When we arrived on the beach at St.Bees on the Irish Sea, we were all longing for a hot drink. The tea room and shop near the car park had a little sign in the window saying the establishment was open till 8 pm but when we walked in around 5 in the evening, all the chairs had already been turned upside down and hung from the tables and the two old women who ran the shop seemed to be in a tearing hurry to close it and go home. They spoke in that high-pitched way that makes old English ladies sound like birds warbling on a branch somewhere and they bustled about their empty shop as though they were serving a busy canteen packed with hungry teenagers.
They were an immensely amusing and in a way endearing sight, as they went about their business making the paying customer feel as though he or she has completely got in the way of the running of a successful tea room. We gingerly ordered two teas and two coffees but one of them demanded our spoons back almost as soon as we had dipped it into the cup to stir in some sugar.
Anyway, warm drinks nervously purchased, we stepped out to gaze at the grey waters of the Irish Sea and the beautiful red sandstone cliffs of St.Bees. The tea room is at an elevation and stepping out into the open, we found it cold and blowing hard. The sun shone on a spot about 2 miles out at sea, providing further evidence that good weather is beyond Britain’s reach.
We descended down to the colourful pebble beach with stones of pink, grey, black-and-white and brown and started walking towards the sandstone cliffs. St.Bees is the start (or finish, depending on which direction you take) to this famous dude called Alfred Wainwright’s ‘Coast-to-Coast’ walk. If you follow the path, it takes you all the way across some of England’s prettiest countryside to Robin Hood’s Bay in North Yorkshire on the other side facing the North Sea.

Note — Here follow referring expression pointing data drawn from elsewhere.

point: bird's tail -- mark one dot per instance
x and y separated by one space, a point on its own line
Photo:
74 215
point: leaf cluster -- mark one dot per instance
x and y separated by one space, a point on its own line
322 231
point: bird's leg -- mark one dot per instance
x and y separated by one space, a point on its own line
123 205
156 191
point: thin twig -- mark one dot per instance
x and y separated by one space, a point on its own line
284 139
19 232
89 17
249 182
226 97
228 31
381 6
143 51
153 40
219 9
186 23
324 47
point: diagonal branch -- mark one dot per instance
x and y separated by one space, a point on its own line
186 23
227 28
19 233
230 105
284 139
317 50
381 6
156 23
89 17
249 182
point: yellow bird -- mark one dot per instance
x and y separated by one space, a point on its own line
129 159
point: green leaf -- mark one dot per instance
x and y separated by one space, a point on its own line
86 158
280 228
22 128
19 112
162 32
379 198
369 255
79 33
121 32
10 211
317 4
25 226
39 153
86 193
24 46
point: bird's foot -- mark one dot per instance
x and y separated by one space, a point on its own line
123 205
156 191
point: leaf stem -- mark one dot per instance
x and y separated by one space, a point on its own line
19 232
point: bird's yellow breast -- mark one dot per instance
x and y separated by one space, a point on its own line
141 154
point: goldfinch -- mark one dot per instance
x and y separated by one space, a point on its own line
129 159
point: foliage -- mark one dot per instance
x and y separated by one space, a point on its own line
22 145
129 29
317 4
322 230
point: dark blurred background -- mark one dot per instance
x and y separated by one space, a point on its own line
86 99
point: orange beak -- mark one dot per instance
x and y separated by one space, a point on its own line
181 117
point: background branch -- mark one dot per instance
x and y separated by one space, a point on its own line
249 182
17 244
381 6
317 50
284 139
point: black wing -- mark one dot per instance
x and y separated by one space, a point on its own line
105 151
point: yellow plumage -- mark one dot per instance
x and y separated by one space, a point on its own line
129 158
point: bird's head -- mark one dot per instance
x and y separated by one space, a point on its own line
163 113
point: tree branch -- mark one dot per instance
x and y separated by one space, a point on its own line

We bounded up the path going towards the cliffs and the views got
better and better as we went higher up. When we reached a little promontory, we saw a little wooden sign with plastic flowers around it commemorating the death of a 32 year-old young man. A thick white rubber band tied around the wooden sign said “(Cheshire) Regiment in Afghanistan” by which I concluded that he was probably killed in the war. That young man could have been any one of the local people playing with his kids on the sea shore; yet there he had been, thousands of miles away fighting for a very nebulous cause, in a seemingly unending war, for people who may not have asked for him to be there, on behalf of people who did not ask for him to be sent there.
Moving on up the cliff, I turned around to look at St.Bees behind me. The seashore is a vast collection of small, newish looking prefabricated homes. The cookie-cutter nature of the houses actually make the coast look more like an American village rather than a settlement in England. What sort of place was St.Bees? I didn’t have the time to figure it out.
We carried on climbing for another 15 minutes or so, until it seemed that the more we climbed the highest point on the cliff moved further and further away. The sun was also starting to hang a little lower in the sky so we turned around and headed back to the parking lot near the tea room, this time to find a restaurant to feed hungry stomachs, ideally, without disturbing old ladies anywhere.